NetBSD Commit Guidelines

The following Commit Guidelines define the Project's standards for making commits to the source tree:

  1. Commit only code you are familiar with.

    If you are not sure if the code you plan to commit is acceptable (e. g. when taking code that was submitted with a problem report), ask a developer who is familiar with that part of the system for review. If you're new to the Project, check with your sponsor.

  2. Do not commit tainted code to the repository.

    If you commit code that was not written by yourself, double check that the license on that code permits import into the NetBSD source repository, and permits free distribution. Check with the author(s) of the code, make sure that they were the sole author of the code and verify with them that they did not copy any other code.

    Code generated by a large language model or similar technology, such as GitHub/Microsoft's Copilot, OpenAI's ChatGPT, or Facebook/Meta's Code Llama, is presumed to be tainted code, and must not be committed without prior written approval by core.

  3. Do not commit code from foreign trees.

    Do not commit code from a tree checked out from anywhere but from cvs.NetBSD.org. Note that all developers have access to the private rsync-over-ssh service on cvs.NetBSD.org.

  4. The more intrusive your changes are the higher is the level of required prior approval.

    • "Obvious" fixes can be committed without any prior discussion or review. (The definition of "obvious" in the GCC Project is: "could not possibly cause anyone to object." We adopt this definition here)

    • All other (i. e. "non-obvious") fixes should have a review.

    • Implementing (significant) new features requires a prior discussion on an appropriate technical mailing list.

    • Adding a completely new package (e.g. openldap) requires prior discussion on a mailing list and approval from core.

  5. Commit only code that you have tested.

    Make sure that your code actually works as expected, by compiling and running the code that is affected by your change with your system's tools. If you changed a man page, make sure that groff/nroff creates the formatted man page you expect.

    For normal commits (to the trunk), test that your code works on -current.
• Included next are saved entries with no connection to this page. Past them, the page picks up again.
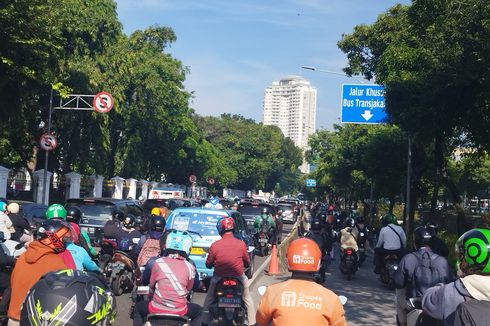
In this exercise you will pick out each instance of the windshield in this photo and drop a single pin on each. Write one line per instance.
(203, 224)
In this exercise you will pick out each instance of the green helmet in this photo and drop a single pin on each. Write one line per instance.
(56, 211)
(473, 252)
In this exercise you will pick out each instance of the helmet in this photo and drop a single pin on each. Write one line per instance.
(55, 234)
(74, 214)
(56, 211)
(157, 223)
(225, 224)
(349, 222)
(118, 215)
(304, 255)
(422, 236)
(69, 297)
(388, 218)
(129, 221)
(13, 208)
(473, 252)
(179, 241)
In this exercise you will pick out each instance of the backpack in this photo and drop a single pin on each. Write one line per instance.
(424, 276)
(151, 248)
(472, 312)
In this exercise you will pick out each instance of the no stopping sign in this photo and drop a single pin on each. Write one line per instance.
(103, 102)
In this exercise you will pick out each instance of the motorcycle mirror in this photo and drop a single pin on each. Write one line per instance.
(343, 299)
(262, 289)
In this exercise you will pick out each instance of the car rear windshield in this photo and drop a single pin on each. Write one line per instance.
(203, 224)
(94, 210)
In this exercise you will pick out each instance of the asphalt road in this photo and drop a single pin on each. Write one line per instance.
(124, 301)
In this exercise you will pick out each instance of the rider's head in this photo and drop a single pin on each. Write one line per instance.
(178, 242)
(422, 237)
(69, 297)
(54, 234)
(74, 214)
(473, 252)
(56, 211)
(304, 255)
(225, 224)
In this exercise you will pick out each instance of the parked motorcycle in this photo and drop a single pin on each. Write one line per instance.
(120, 269)
(228, 307)
(348, 262)
(388, 270)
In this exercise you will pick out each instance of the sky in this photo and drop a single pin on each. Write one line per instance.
(235, 49)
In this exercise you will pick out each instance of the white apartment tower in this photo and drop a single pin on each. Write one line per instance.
(290, 104)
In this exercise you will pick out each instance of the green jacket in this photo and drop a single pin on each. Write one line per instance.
(259, 220)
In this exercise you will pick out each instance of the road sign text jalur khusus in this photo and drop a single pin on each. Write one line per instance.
(363, 103)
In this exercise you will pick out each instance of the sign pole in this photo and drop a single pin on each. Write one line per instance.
(46, 157)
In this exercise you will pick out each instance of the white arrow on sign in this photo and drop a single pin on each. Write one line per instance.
(367, 115)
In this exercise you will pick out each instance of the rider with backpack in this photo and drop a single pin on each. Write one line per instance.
(465, 301)
(419, 271)
(150, 244)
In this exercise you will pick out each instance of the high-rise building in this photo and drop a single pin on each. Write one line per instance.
(290, 104)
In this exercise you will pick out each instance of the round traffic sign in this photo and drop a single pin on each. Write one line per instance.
(103, 102)
(48, 142)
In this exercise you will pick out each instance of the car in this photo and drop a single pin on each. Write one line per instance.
(201, 225)
(251, 209)
(288, 213)
(97, 211)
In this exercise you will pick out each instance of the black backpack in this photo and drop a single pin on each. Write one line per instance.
(424, 276)
(472, 312)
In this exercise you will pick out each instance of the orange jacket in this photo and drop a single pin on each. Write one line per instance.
(300, 302)
(31, 265)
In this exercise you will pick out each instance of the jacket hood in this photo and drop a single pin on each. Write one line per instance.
(478, 286)
(36, 250)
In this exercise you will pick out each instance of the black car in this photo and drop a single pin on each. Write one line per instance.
(97, 211)
(250, 210)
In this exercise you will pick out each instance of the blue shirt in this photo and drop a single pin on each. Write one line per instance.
(82, 258)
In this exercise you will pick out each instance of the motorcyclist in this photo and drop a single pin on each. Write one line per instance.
(69, 297)
(404, 277)
(74, 214)
(280, 303)
(168, 296)
(40, 257)
(391, 241)
(264, 220)
(229, 257)
(473, 253)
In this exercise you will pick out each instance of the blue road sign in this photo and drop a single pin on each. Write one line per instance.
(363, 103)
(310, 182)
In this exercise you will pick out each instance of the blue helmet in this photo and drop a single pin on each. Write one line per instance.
(179, 241)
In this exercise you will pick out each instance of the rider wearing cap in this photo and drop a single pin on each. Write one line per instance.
(473, 253)
(229, 256)
(300, 300)
(171, 279)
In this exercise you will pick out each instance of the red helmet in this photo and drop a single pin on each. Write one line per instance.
(304, 255)
(226, 224)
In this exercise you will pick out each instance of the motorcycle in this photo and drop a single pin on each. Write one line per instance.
(388, 270)
(348, 262)
(228, 307)
(120, 268)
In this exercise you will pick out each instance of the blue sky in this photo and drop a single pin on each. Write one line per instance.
(235, 49)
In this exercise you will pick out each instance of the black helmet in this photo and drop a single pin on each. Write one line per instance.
(422, 237)
(157, 223)
(74, 214)
(118, 215)
(130, 221)
(69, 297)
(349, 222)
(473, 252)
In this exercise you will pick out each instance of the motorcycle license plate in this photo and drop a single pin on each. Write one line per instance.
(229, 302)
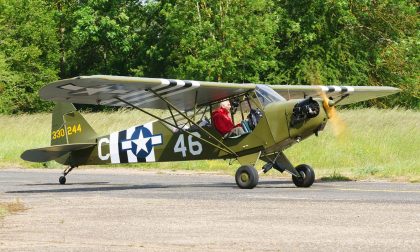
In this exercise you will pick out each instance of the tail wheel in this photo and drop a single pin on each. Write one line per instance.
(307, 176)
(246, 177)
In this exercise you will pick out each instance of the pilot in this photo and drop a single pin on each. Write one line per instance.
(223, 122)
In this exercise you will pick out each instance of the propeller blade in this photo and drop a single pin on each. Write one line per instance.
(337, 123)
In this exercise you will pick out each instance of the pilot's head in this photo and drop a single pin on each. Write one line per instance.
(225, 104)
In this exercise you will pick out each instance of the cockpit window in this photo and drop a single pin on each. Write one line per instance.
(267, 95)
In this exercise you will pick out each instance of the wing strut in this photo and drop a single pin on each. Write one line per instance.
(226, 149)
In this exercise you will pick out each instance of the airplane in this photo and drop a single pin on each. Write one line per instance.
(273, 117)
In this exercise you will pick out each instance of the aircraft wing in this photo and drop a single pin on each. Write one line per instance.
(346, 94)
(184, 94)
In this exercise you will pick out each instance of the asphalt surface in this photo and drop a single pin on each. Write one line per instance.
(126, 210)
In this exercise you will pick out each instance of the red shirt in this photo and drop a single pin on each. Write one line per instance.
(222, 121)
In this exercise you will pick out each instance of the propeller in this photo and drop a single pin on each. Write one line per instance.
(337, 122)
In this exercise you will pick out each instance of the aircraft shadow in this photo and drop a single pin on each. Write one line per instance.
(118, 187)
(63, 188)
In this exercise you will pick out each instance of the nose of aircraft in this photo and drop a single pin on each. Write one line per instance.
(303, 110)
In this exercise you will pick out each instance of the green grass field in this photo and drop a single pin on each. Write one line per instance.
(380, 144)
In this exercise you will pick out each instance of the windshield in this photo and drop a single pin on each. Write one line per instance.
(267, 95)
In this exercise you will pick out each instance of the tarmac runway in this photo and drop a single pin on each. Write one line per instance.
(129, 210)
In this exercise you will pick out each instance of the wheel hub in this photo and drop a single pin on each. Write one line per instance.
(244, 177)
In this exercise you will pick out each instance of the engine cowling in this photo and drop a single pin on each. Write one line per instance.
(304, 110)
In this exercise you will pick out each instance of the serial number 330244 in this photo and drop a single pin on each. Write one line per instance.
(73, 129)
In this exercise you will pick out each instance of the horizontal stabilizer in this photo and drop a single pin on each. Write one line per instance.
(53, 152)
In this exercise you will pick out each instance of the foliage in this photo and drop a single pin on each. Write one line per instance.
(28, 54)
(355, 42)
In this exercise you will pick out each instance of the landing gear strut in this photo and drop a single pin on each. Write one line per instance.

Prior to requesting a pull-up to a branch, test the very changes you will request from releng on the respective release branch.

    Run all relevant tests from /usr/tests or ideally the whole test suite. Check the daily builds and the automated test runs. Long-term regressions (build breakage or failing tests) are not acceptable and changes causing such will be backed out if the regressions are not addressed.

  6. Group commits together that are part of the same fix.

    Rototilling a make variable that affects 50 Makefiles should get one commit for all of them together.

  7. Each commit should be a separate patch/fix/addition/etc.

    Don't fix 3 bugs with the same commit and roll that into "Fixed some bugs". Fix one, test, commit, rinse, repeat. This makes life infinitely easier for releng to pull up fixes since often not everything applies to a given branch.

  8. Do not mix functionality or bug-fix patches with whitespace/layout updates.

    Do those separately (apart from the general requirement that changes be made in such a way that it is easy to discern what each fix did, as described in item 6, there will be pullup issues with largely changed files from trunk->branch when mixing whitespace with functionality fixes).

  9. Clearly document the reasons for your changes in the commit log.

    Detail to some degree what was changed and why. This doesn't need to be a code review/walkthrough but it should be informative to someone reading the log and looking over the diff in 6 months. The focus should be on "why" since the target audience reading the logs can usually figure out "what" from looking the diffs. As an exercise, consider the difference of usefulness between "set i to 1" and "initialize iterator correctly to fix a rarely triggering bug in memory handling".

    Also, "fixed some stuff" or "cvs-1.10.0" isn't informative whereas the following example is:

    "Print useful line number on error while executing .for directive."

    If your change fixes a PR, document it with an appropriate message. Using the template PR category/bug-id in your commit message will also append it to the respective problem report in our bug database:

    "Closes PR bin/6666"

    If your code has been reviewed by someone else, document this:

    "Reviewed by <mrg>"

    (Please note that a good commit log doesn't relieve the need for good documentation in the program itself.)

  10. Give proper credit.

    If you commit code that had been submitted in a PR, give proper credit, like:

    "Code submitted in PR lib/393939 by Joe Doe"

    Since the commit messages will eventually appear on the source-changes mailing list which is also available via web, specifying the e-mail addresses of the PR submitter should generally be avoided.

    If you took code from an other Open Source Project, give credit, like:

    "From FreeBSD"
  11. Do not revert other developer's commits.

    If you do not agree with another developer's commit, do not revert it on your own. Contact the other developer and explain to him or her the issues you have with the commit in question. Ask the other developer to back out the changes instead of doing it yourself.

    If no agreement can be reached, contact the Core Team <[email protected]>, which will serve as mediation authority.